The premise here is so grand, so existential, that it really allows King to get away with a lot that would have bored me in any other book. King’s characters are defined by their choices and each is at a crux. Larry finally found success after years as a struggling musician. Fran has to deal with an unplanned pregnancy and a namby-pamby (that’s right, I said it) baby daddy. Norm gets to die (it’s the norm, get it?). Starkey gets to deal with being a genocidal monster and Stu gets to deal directly with the end of the world.
Larry and Fran’s stories could be the premise of their own domestic novels. They’re stories we’ve seen before, but King gives them the touch of the specific that makes them relate-able and readable. Being a genre reader I wasn’t too interested … except for that looming specter of death hanging over every character. Yes, Frannie is staring in the one story that has been given to almost every teenage girl since the beginning of time, but we know that this one’s not going to work out in the traditional way, not with the coughing in the background and the subtle sneeze of a passerby. The ghost of Baby LaVon reminding us of what’s coming.
The storylines that deal with the fantastic are more propulsive, but still find time for the dense layering of character that must be what brings everyone back to King after over fifty novels.

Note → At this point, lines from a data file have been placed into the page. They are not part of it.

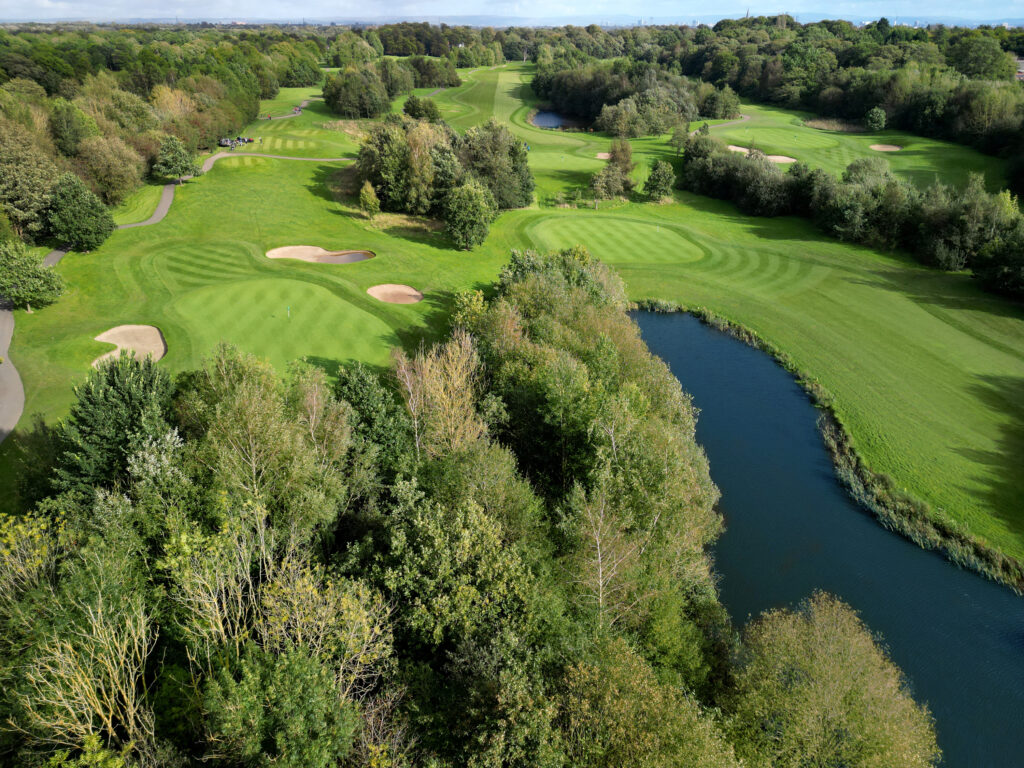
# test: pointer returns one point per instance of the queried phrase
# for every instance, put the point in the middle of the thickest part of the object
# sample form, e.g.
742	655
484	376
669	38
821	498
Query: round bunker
393	293
317	255
143	340
770	158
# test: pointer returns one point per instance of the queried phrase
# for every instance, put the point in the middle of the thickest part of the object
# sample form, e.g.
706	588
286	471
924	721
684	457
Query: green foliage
122	402
469	209
279	710
174	161
449	572
76	216
356	93
814	688
24	280
660	181
875	119
27	176
368	200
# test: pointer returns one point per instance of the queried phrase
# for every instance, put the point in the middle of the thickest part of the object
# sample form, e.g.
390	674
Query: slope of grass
926	370
777	131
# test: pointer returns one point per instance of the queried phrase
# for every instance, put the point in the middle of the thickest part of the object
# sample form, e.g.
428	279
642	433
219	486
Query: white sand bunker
395	294
143	340
318	255
770	158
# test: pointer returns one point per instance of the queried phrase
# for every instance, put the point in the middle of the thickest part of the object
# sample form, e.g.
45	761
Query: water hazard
793	529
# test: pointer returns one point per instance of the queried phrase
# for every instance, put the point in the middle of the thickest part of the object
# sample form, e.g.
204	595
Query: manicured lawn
926	370
776	131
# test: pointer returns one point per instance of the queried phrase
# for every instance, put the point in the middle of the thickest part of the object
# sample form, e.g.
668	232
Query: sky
535	10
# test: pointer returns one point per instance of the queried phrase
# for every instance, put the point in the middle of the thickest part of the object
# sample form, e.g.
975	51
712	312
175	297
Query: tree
76	216
27	175
24	280
113	167
279	710
660	181
123	402
174	161
875	120
679	135
813	688
368	200
70	126
469	209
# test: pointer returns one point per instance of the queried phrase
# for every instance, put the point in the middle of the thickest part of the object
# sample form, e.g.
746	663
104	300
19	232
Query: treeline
950	83
421	167
630	98
493	554
367	90
949	228
99	103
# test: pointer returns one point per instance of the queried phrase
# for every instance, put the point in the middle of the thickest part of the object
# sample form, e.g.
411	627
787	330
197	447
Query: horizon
459	12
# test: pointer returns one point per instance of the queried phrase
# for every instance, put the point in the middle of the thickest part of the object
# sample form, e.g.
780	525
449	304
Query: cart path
11	388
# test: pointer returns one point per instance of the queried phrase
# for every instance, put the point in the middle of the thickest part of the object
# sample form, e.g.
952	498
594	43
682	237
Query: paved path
302	105
11	389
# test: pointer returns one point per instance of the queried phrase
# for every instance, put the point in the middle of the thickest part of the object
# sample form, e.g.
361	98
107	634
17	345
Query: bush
875	120
24	280
76	216
469	209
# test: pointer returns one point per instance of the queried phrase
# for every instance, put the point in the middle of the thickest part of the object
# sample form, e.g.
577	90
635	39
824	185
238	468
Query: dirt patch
393	293
143	340
769	158
317	255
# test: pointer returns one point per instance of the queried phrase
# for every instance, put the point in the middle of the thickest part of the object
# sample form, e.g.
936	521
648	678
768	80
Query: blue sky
534	9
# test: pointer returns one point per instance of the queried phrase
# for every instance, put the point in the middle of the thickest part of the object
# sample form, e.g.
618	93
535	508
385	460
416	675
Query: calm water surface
793	529
548	119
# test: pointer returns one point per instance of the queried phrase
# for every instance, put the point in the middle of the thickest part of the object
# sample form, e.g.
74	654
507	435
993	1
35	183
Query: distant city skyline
534	11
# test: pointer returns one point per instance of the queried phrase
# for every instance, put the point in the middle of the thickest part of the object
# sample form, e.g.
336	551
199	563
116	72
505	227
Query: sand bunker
318	255
395	294
143	340
770	158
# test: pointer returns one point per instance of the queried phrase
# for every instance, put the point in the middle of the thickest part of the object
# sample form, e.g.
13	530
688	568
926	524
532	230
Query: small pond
792	529
549	119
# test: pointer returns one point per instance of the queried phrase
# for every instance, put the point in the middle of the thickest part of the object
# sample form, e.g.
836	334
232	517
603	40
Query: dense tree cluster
426	168
101	102
367	90
629	98
493	554
940	225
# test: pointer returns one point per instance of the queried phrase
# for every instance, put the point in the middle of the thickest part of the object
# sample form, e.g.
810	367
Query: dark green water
792	529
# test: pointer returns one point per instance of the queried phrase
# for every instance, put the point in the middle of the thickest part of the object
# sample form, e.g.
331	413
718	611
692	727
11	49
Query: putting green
926	369
776	131
281	320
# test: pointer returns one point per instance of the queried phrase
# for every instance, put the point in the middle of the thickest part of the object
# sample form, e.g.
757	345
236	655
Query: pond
549	119
792	529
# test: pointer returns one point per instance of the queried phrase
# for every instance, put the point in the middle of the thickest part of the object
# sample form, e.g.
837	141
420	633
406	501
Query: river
792	529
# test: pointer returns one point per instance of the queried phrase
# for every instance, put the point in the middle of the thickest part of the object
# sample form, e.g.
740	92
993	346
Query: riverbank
873	492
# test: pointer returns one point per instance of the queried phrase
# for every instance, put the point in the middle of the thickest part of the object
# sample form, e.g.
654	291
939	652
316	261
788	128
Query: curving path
11	389
302	104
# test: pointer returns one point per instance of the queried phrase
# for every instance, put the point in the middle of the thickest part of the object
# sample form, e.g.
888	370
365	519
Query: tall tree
174	161
76	216
24	280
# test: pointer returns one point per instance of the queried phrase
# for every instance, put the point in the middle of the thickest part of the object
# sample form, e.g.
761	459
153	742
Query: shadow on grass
1004	483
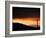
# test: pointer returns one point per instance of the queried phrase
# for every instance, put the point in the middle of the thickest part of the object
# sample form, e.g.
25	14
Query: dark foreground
21	27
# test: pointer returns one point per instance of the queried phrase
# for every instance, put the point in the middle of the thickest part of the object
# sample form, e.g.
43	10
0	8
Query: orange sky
27	21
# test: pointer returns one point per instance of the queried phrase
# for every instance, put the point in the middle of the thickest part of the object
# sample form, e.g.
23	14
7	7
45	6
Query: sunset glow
27	21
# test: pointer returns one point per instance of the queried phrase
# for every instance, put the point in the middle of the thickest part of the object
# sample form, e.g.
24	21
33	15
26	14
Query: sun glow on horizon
27	21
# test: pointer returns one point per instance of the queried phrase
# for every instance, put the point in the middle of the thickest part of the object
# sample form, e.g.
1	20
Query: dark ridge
21	12
21	27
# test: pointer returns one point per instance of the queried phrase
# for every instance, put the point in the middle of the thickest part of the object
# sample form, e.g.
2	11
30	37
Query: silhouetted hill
18	27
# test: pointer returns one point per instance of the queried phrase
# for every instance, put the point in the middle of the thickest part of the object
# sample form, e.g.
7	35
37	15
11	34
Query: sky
24	12
27	16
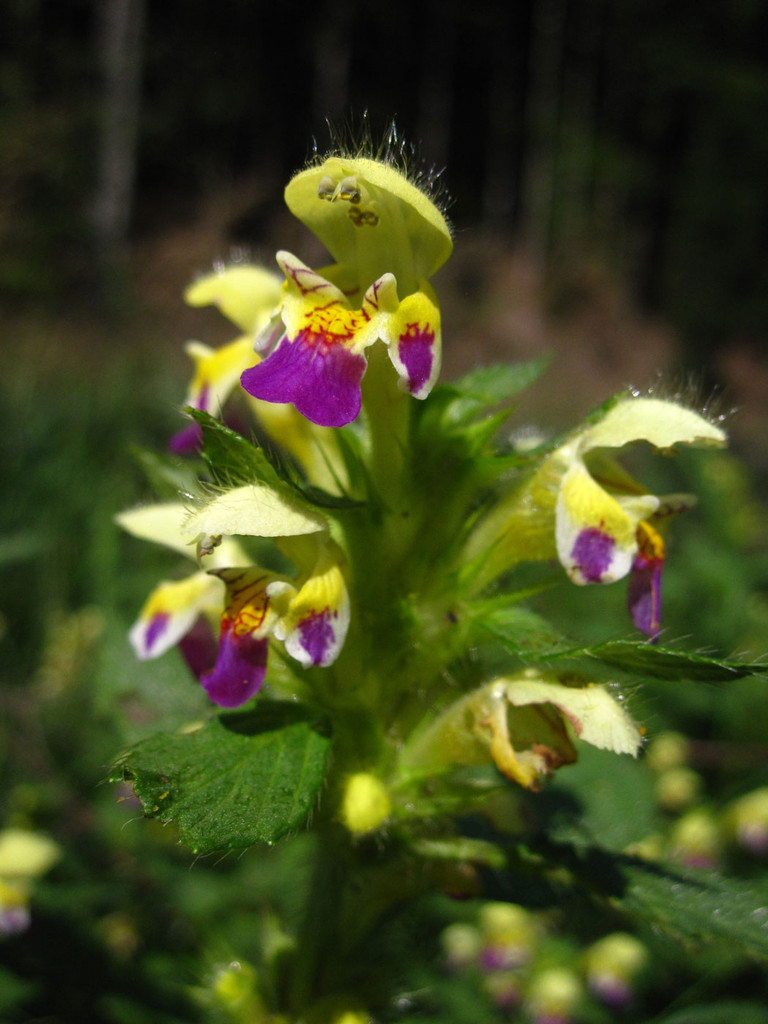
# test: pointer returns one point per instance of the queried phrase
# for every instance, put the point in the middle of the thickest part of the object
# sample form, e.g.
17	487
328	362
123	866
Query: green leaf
167	474
245	777
692	906
232	460
520	631
529	636
663	663
485	387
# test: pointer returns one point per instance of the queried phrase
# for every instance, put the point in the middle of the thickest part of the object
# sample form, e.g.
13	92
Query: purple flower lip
321	378
593	553
239	671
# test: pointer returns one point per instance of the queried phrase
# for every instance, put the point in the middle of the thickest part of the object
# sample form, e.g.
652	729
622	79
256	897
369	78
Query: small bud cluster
696	834
521	965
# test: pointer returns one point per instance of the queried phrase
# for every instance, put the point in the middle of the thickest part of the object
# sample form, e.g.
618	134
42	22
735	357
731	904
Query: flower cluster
509	952
373	560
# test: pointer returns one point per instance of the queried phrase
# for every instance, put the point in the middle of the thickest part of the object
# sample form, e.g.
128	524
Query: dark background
634	130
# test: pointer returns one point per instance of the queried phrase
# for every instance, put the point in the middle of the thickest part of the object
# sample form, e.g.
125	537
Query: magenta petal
155	629
321	379
239	671
416	350
316	636
644	594
593	553
199	648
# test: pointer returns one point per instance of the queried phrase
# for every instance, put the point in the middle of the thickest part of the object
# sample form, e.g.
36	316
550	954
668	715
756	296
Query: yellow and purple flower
387	238
308	612
315	358
247	295
583	508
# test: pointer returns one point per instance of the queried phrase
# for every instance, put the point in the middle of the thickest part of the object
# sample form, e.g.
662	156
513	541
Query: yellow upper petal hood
371	217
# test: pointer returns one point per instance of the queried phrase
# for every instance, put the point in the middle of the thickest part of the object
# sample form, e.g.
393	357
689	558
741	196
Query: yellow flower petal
660	423
371	217
253	510
247	295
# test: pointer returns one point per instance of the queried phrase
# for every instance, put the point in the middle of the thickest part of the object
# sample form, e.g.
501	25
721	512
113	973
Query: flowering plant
366	554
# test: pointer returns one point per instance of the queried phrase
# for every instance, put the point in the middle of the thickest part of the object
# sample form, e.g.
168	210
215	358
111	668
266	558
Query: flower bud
554	996
747	821
695	840
612	965
366	804
509	934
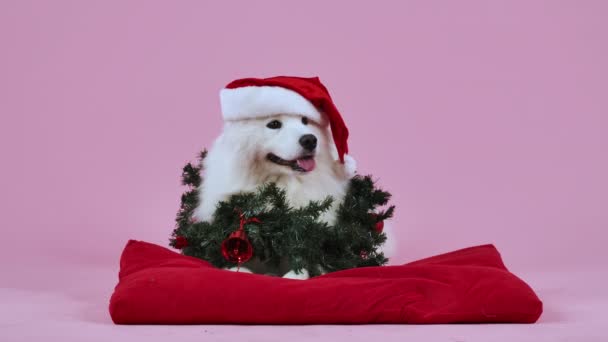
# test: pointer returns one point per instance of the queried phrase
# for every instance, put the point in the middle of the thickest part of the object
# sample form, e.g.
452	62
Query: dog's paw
239	269
303	275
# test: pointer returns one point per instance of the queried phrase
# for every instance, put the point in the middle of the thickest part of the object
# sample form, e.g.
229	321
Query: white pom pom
350	165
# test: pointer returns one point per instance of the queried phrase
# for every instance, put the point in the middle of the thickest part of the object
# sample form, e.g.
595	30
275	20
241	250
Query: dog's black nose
308	141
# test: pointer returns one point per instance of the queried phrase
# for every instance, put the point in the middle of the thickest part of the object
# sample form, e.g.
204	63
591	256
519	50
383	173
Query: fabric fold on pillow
471	285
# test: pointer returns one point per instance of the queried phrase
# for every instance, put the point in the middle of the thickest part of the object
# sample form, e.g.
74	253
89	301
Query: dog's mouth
305	163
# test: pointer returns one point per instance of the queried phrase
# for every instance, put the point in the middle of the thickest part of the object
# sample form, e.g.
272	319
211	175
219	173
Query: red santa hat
260	97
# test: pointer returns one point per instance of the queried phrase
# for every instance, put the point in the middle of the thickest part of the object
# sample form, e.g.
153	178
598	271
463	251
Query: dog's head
283	144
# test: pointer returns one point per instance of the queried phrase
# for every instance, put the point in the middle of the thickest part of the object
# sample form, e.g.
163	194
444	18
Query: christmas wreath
264	225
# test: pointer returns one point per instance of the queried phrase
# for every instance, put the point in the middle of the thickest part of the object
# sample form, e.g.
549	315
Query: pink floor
485	119
70	304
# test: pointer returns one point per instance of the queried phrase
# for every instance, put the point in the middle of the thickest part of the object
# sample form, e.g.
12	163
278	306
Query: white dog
290	150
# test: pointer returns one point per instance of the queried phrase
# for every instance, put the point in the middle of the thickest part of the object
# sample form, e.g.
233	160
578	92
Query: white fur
237	163
255	102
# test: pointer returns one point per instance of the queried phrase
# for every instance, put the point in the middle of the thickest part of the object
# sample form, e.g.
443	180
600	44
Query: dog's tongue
308	164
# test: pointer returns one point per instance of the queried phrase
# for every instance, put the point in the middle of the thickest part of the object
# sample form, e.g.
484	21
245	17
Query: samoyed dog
290	150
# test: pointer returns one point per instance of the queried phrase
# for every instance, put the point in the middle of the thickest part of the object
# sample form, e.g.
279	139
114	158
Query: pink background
487	120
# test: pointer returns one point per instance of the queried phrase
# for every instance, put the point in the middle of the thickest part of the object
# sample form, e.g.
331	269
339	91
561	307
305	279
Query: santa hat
260	97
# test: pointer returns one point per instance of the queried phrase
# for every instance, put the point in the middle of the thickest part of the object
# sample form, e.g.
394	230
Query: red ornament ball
379	226
180	242
237	248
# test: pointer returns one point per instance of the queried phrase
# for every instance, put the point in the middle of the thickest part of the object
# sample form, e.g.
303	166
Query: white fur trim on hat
255	102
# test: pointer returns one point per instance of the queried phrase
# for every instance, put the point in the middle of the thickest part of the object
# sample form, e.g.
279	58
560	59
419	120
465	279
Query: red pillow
472	285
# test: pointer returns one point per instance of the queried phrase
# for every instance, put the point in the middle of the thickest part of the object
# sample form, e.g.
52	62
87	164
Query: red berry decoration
379	226
237	248
180	242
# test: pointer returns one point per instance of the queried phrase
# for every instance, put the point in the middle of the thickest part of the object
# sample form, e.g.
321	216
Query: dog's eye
274	124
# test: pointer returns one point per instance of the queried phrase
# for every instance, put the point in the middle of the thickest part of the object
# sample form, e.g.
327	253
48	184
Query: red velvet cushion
472	285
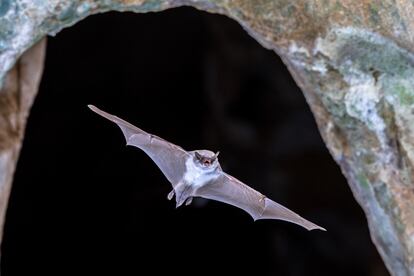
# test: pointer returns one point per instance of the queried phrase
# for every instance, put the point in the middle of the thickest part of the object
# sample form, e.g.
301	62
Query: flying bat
198	174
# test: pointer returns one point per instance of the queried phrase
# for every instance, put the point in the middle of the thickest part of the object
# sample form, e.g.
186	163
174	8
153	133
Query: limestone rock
353	61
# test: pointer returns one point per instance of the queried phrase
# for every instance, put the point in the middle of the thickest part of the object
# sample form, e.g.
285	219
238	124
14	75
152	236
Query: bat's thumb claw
170	195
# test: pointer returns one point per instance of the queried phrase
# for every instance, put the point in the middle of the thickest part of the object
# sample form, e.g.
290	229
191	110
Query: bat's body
198	174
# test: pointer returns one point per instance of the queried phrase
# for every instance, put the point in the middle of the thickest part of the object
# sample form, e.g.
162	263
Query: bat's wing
169	158
229	190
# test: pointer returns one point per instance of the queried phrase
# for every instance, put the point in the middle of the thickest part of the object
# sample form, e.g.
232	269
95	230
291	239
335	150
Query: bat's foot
188	201
171	195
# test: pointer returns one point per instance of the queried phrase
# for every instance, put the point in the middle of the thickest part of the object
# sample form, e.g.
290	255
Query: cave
82	201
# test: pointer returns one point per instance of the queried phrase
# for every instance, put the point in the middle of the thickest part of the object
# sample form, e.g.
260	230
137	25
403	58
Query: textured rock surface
16	97
353	61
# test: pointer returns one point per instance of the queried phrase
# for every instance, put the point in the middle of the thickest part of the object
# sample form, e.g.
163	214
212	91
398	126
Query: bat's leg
188	201
171	195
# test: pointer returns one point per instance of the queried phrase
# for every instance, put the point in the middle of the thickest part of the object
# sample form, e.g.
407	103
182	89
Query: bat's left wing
169	158
229	190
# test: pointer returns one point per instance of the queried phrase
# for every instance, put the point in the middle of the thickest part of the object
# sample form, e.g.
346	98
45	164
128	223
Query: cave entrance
82	201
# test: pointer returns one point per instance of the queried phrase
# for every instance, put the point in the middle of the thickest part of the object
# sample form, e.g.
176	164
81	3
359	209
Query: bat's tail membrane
274	210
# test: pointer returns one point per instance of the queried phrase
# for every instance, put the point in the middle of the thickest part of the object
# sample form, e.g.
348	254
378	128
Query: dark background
82	202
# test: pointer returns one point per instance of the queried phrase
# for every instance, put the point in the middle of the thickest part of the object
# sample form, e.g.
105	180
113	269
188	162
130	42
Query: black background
82	202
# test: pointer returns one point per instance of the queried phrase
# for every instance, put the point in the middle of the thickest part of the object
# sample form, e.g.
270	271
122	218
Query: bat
198	174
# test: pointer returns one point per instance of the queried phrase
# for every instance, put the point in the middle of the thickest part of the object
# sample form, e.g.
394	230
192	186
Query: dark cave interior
83	202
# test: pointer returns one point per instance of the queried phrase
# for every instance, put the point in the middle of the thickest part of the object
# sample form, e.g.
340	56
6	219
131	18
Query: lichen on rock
353	61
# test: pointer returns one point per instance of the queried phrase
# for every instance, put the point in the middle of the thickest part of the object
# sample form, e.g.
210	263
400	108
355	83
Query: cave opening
82	201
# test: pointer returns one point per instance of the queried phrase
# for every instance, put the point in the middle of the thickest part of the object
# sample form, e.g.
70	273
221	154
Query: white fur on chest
195	176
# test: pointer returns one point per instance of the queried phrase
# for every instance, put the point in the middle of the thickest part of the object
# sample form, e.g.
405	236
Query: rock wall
352	59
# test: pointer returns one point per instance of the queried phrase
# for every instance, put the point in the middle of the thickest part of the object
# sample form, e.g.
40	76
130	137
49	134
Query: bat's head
206	159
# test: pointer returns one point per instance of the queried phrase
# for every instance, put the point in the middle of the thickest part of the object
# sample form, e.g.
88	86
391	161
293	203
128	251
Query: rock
353	61
16	97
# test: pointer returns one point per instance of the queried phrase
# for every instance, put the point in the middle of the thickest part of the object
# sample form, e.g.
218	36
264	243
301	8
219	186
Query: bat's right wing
169	158
229	190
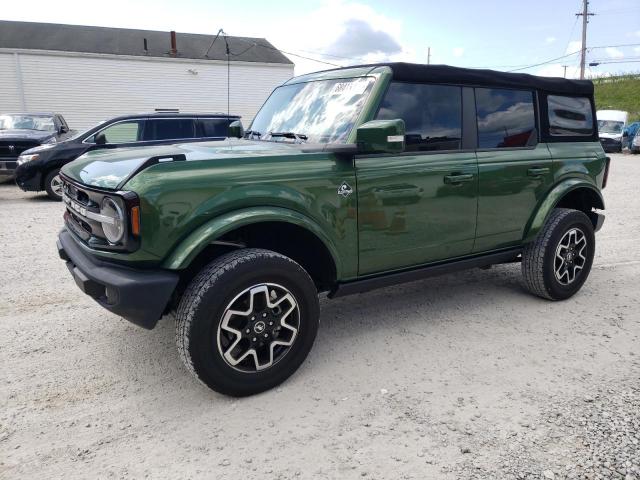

Its interesting to me how much he gets away with flashback and head-hopping. Two techniques I have avoided like Captain Trips since I started taking writing seriously. I’m tempted. It would make it all much easier. Maybe rules are made to be broken.
Random Questions:
– Who refers to their baby as “Baby ______” especially when they are the only person of that name in the household and there are no other babies? It certainly established the character quickly, I guess.
– How many characters in this book are going to be named Vic and why? Victim? Victory in death? King only knows a hundred names and has to use some of them twice. There are at least two different Vics in the first eight chapters. If I was the type, I’d keep counting.
-Not name related: The idea that this story takes place in the late eighties is ridiculous. I understand that he updated some of the references, but not enough for it to make sense. In no parallel universe could a song called “Baby, Can You Dig Your Man” be any kind of hit in the late 80’s. It’s pushing it to say it could be a hit in the 70’s. Many other wacky examples to follow.